Rationale and Objectives
It remains difficult to predict longitudinal outcomes in long-COVID, even with chest CT and functional MRI. 129Xe MRI reflects airway dysfunction, measured using ventilation defect percent (VDP) and in long-COVID patients, MRI VDP was abnormal, suggestive of airways disease. While MRI VDP and quality-of-life improved 15-month post-COVID infection, both remained abnormal. To better understand the relationship of airways disease and quality-of-life improvements in patients with long-COVID, we extracted 129Xe ventilation MRI textures and generated machine-learning models in an effort to predict improved quality-of-life, 15-month post-infection.
Materials and Methods
Long-COVID patients provided written-informed consent to 3-month and 15-month post-infection visits. Pyradiomics was used to extract 129Xe ventilation MRI texture features, which were ranked using a Random-Forest classifier. Top-ranking features were used in classification models to dichotomize patients based on St. George’s Respiratory Questionnaire (SGRQ) score improvement greater than the minimal-clinically-important-difference (MCID). Classification performance was evaluated using the area under the receiver-operator-characteristic-curve (AUC), sensitivity, and specificity.
Results
120 texture features were extracted from 129Xe ventilation MRI in 44 long-COVID participants (54 ± 14 years), including 30 (52 ± 12 years) with ΔSGRQ ≥ MCID and 14 (58 ± 18 years) with ΔSGRQ < MCID. An MRI-texture model (AUC = 0.89) outperformed a clinical-measurement model (AUC = 0.72) for predicting improved SGRQ, 12 months later.

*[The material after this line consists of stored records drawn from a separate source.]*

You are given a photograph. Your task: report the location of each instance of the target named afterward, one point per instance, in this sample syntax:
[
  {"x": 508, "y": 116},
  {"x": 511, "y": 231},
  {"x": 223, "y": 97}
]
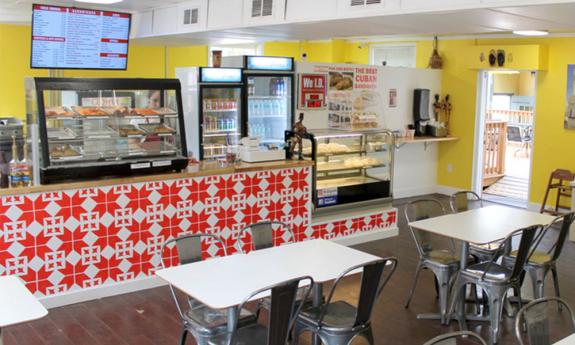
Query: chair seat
[
  {"x": 340, "y": 315},
  {"x": 251, "y": 335},
  {"x": 496, "y": 272},
  {"x": 210, "y": 321},
  {"x": 537, "y": 257}
]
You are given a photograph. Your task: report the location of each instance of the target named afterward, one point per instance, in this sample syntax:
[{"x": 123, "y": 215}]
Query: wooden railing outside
[
  {"x": 494, "y": 145},
  {"x": 511, "y": 116}
]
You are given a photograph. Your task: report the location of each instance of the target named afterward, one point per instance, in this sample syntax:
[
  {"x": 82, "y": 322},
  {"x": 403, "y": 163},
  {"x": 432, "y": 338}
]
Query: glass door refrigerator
[
  {"x": 269, "y": 95},
  {"x": 213, "y": 99}
]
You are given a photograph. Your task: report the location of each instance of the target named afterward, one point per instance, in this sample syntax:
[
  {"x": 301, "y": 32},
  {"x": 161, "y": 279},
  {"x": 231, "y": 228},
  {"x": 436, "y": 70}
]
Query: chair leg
[
  {"x": 184, "y": 335},
  {"x": 417, "y": 271}
]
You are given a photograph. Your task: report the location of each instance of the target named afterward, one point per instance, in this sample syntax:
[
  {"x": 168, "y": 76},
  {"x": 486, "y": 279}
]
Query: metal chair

Top-performing textures correlated with MRI VDP (P < .05), central-airways resistance (P < .05), forced-vital-capacity (ρ = .37, P = .01) and diffusing-capacity for carbon-monoxide (ρ = .39, P = .03).
Conclusion
A machine learning model exclusively trained on 129Xe MRI ventilation textures explained improved SGRQ-scores 12 months later, and outperformed clinical models. Their unique spatial-intensity information helps build our understanding about long-COVID airway dysfunction.